Вышли на улицу, в холод, в темень, как в давнее время выходили с дедом. Зажигались огни в окнах. Ворота хлопнули, кто-то невидимый идет следом. На выходе к тракту их обогнали два мужика. Повернули за ними — не влево, куда сворачивали тогда дед и Юрий Иванович, а вправо, к заводу. Здесь стало светло, нет и в помине деревянных тротуаров, наставлены пятиэтажные дома из белого кирпича.
Один из мужиков поотстал от товарища, выворачивая голову и вглядываясь в Юрия Ивановича, спросил:
— Ровно Юрий, а?
Пожал руку и быстро ушел вперед. Брат Тихомирова, вон это кто, догадался Юрий Иванович, парнишкой играл на трубе-баритоне.
— Помнишь, Тихомировых звали Бутунами? — спросил дядя. — Они и сейчас Бутуны. Не укусишь — горько!
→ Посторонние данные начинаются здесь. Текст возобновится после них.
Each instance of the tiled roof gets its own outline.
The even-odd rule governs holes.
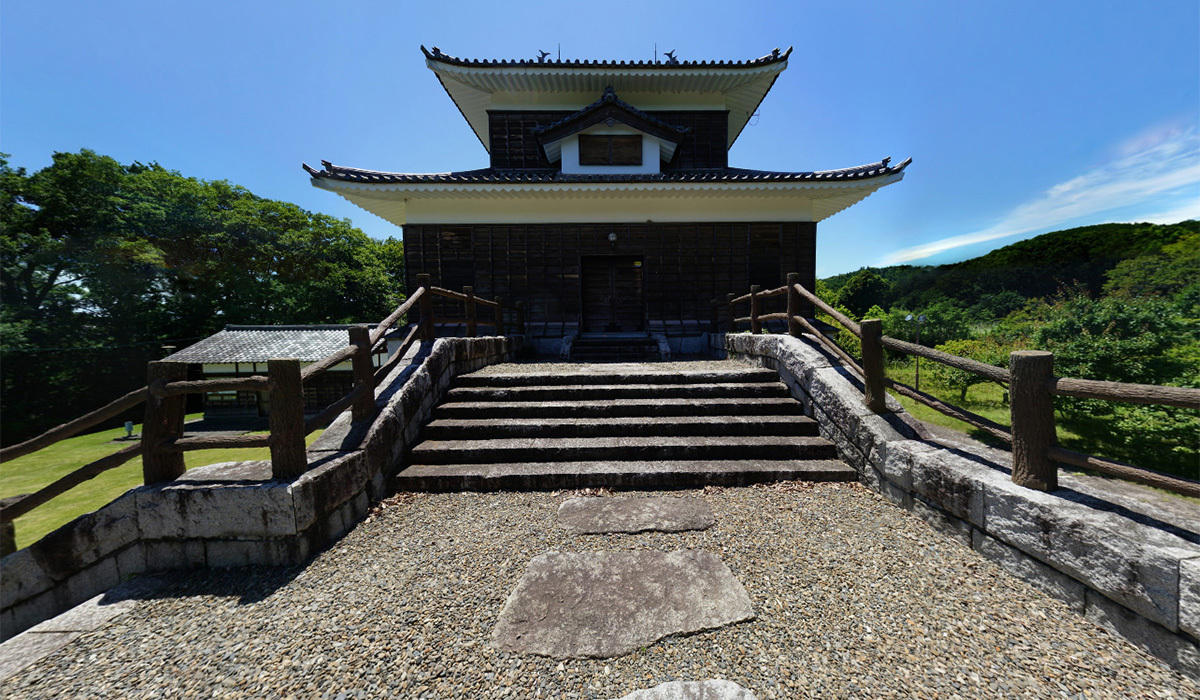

Эта улица, эти чужие ему люди разделяют нас, думал Юрий Иванович о сыне, между нами век. Спроси его, что означает «ильинские грозы» или как понять «окатистая икра» у девки — не скажет. Между нами страда сороковых годов, когда коровенка в оглоблях шебаршит на подъеме копытами, а две бабы толкают воз; дотлевающая в туберкулезе девочка, бабочки в ямке под стеклышком; Калерия Петровна с ее страстной верой в торжество нашего поколения и Сизов-старший с его крепостью столпника, и Федор Григорьевич, на пролетке подъезжающий к московскому поезду, и «В Кейптаунском порту, с пробоиной в борту, „Жаннета“ поправляла такелаж».
Дома расступились, за путями поднялись кирпичные коробищи цехов.
Мне сорок пять, давно работник, а по-прежнему чувство, что делаю работу вполсилы. Такое уважение к слову «работа» внушил дед.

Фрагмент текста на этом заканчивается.